Okay, we get it, marching artists are similar to athletes in many ways. But what about the art form? One keyboard player shared a viewpoint I had never considered, but a valid one never-the-less. Because keyboard players (and auxiliary in general) are far more stationary than battery, this commenter considers themselves more of an artist, rather than athlete. This explores a different direction, the concept that instrumentation could directly affect a performer’s response to this question. For some, the marching arts speaks more to an emotional connection than an athletic connection. One participant discussed how difficult it is to create an emotional connection not only internally, but also externally, with the audience. This, they explained, caused them to lean more towards considering themselves an artist rather than athlete.
After interviewing a wide variety of performers across the three divisions of WGI, it’s obvious that the overwhelming majority of them consider themselves both artists and athletes. This conclusion is supported by the strenuous physical activity and intricate art form the activity requires. Regardless of how they define the marching arts, there’s one thing performers will always have in common: the joy they get from doing an activity they love so much. So, whether you consider yourself an artist, athlete, or both, continue to move across the floor at 192 beats per minute, continue to develop a deep emotional connection with the audience, and most importantly, continue to have fun while doing it.
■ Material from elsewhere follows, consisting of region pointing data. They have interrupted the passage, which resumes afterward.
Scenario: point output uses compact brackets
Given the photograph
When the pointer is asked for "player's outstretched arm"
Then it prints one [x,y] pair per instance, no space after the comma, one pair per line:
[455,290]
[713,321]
About the Author: Caroline Meister is a sophomore studying Telecommunications, Spanish, and Creative Writing at Ball State University in Muncie, Indiana. Prior to college, Caroline graduated from Zeeland East High School in Zeeland, Michigan. In high school, Caroline was heavily involved with the marching band, wind ensemble, and pit orchestra where she played flute, an instrument she’s been playing for almost ten years. Currently, Caroline is in the Pride of Mid-America Marching Band where she marches piccolo.